The first quilt I ever made was in about 1985. I had made pieced and quilted pillows to give away for Christmas gifts and had sewn many little girl’s dresses and little boys outfits. But my first full quilt wasn’t attempted until my oldest child was about 8. Although torn and somewhat ragged now from years of use, it was a compilation of pinwheel blocks made from bright tropical prints and put together with royal blue solid for stripping and borders.
We lived in the New Orleans, LA area when I made it. After tracing around my cardboard templates, cutting out and piecing the many triangles into their places, then adding the strips and borders, the quilt top went onto my grandmother’s old quilting frames. I sat in the dining room after the children were in bed, night after night, hand quilting all alone with my thoughts and the night sounds that filtered in through the closed windows.
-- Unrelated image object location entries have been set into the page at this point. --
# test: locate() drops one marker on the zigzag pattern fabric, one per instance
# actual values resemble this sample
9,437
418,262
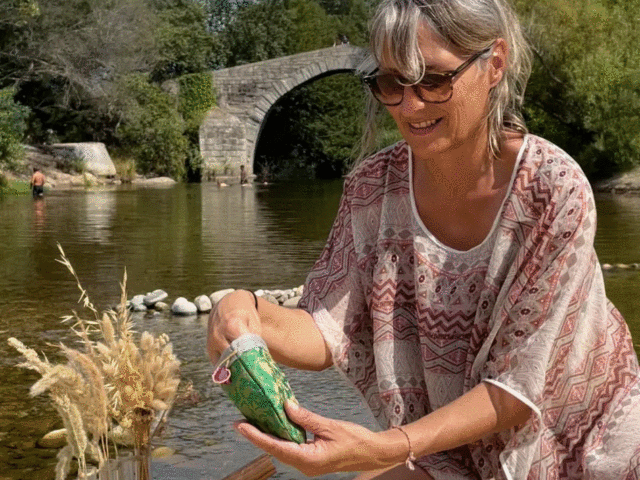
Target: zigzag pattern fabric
415,324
It was a peaceful feeling and somewhere amid the stitches I began to feel as if I was connected by some invisible, eternal thread to my female ancestors. Their stitches had sewn together the generations of love and family that had been blessedly passed to me. And here sat I, carrying forward the love and devotion they passed along with my own stitching. What a privilege; what a feeling.
And about mid-quilt came the Hurricane. I don’t remember the name of that hurricane. It was not one of particular note and it didn’t strike us directly but rather caught us on one edge of its fury. Squalls. The word so aptly describes the experience: pelting rain, wind that shakes the windows, and more pelting rain. Throughout the ruckus and bluster outside I quilted quietly and peacefully inside until the rains were spent, the skies were cleared and I was done.
The name I gave to this quilt was “Louisiana Hurricane”. But the memory of making it always brings me peace.